Michael Dibdin


Blood rain

PART ONE

What it all seemed to come down to, in those early days when everything looked as clear as the sea at sunrise, was the question of exactly where, how and when the train had been ‘made up’. It was only much later that Aurelio Zen came to realize that the train had been made up in a quite different sense, that it had never really existed in the first place.

At the time, the issues had seemed as solid as the train itself: a set of fourteen freight wagons currently quarantined on a siding in the complex of tracks surrounding the engine sheds at Piazza delle Americhe, on the coast to the north of central Catania. The site where the body had been found was within the territory of the provincia di Catania, and hence under the jurisdiction of the authorities of that city. So far, so good.

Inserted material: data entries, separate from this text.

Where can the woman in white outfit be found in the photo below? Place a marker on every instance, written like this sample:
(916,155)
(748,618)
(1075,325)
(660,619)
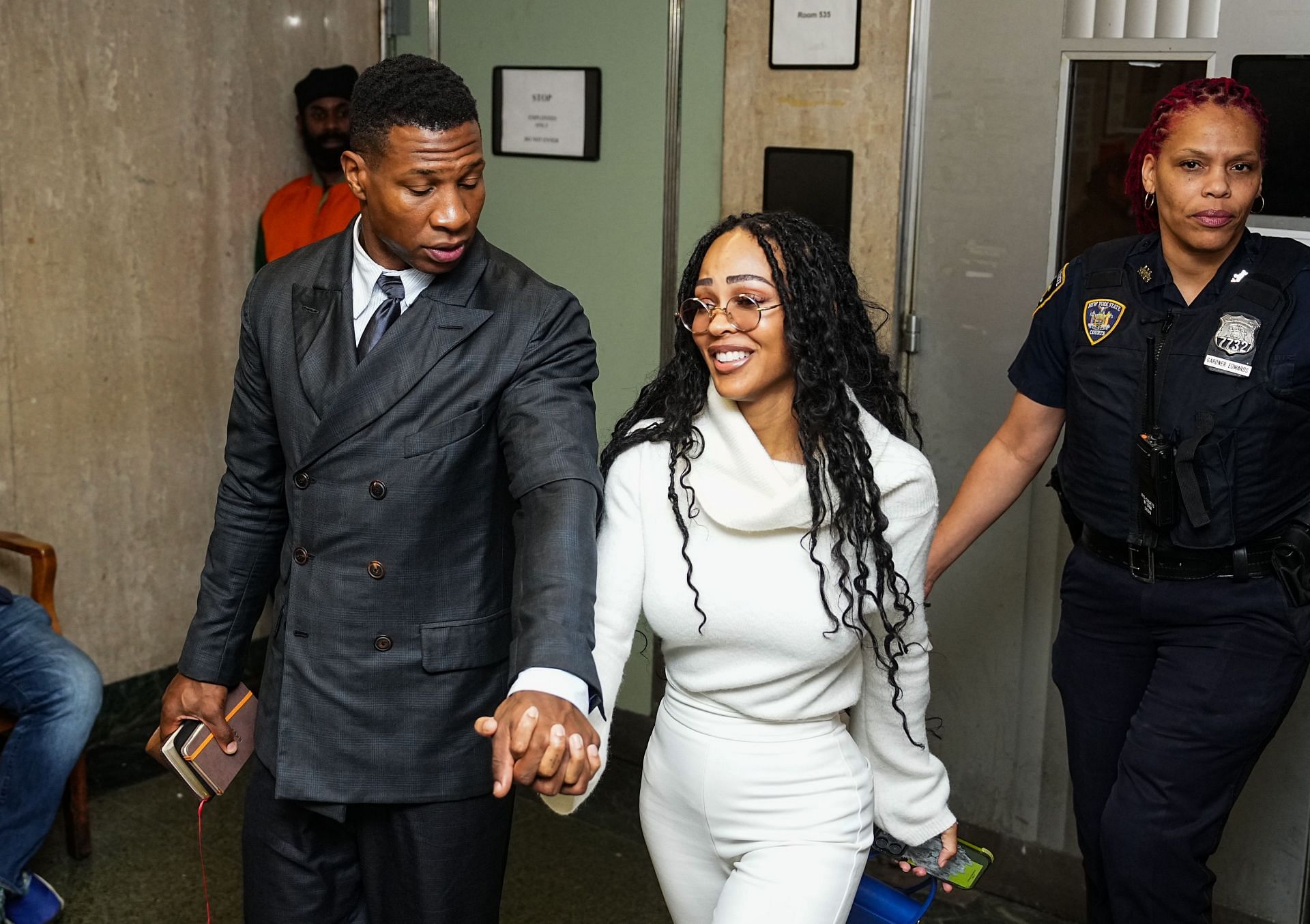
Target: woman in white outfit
(766,512)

From a bureaucratic point of view, however, the crucial factor was where and when the crime — if indeed it was a crime — had occurred. As all those concerned were soon to learn, none of these points was susceptible of a quick or easy answer.

Even assuming that the records provided by the State Railway authorities had been complete and credible, and no one in his right mind would have been prepared to make such an assumption, only a few unequivocal facts emerged. The first was that the train had originally left Palermo at 2.47 p.m. on 23 July. At this point it consisted of seven wagons, three of them empties commencing a long journey back to their depot in Catania, the others loaded with an assortment of goods ranging from empty wine bottles to drums of fertilizer. It was not clear whether or not the ‘death chamber’, as it was later dubbed by the media, had been one of these.

Having trundled along the north coast as far as the junction of Castello, the train turned inland, following a river valley up into the remote and largely depopulated centre of the island. Here, always assuming that the scanty records of the Ferrovie dello Stato were to be trusted, it had disappeared from official view for the best part of a week.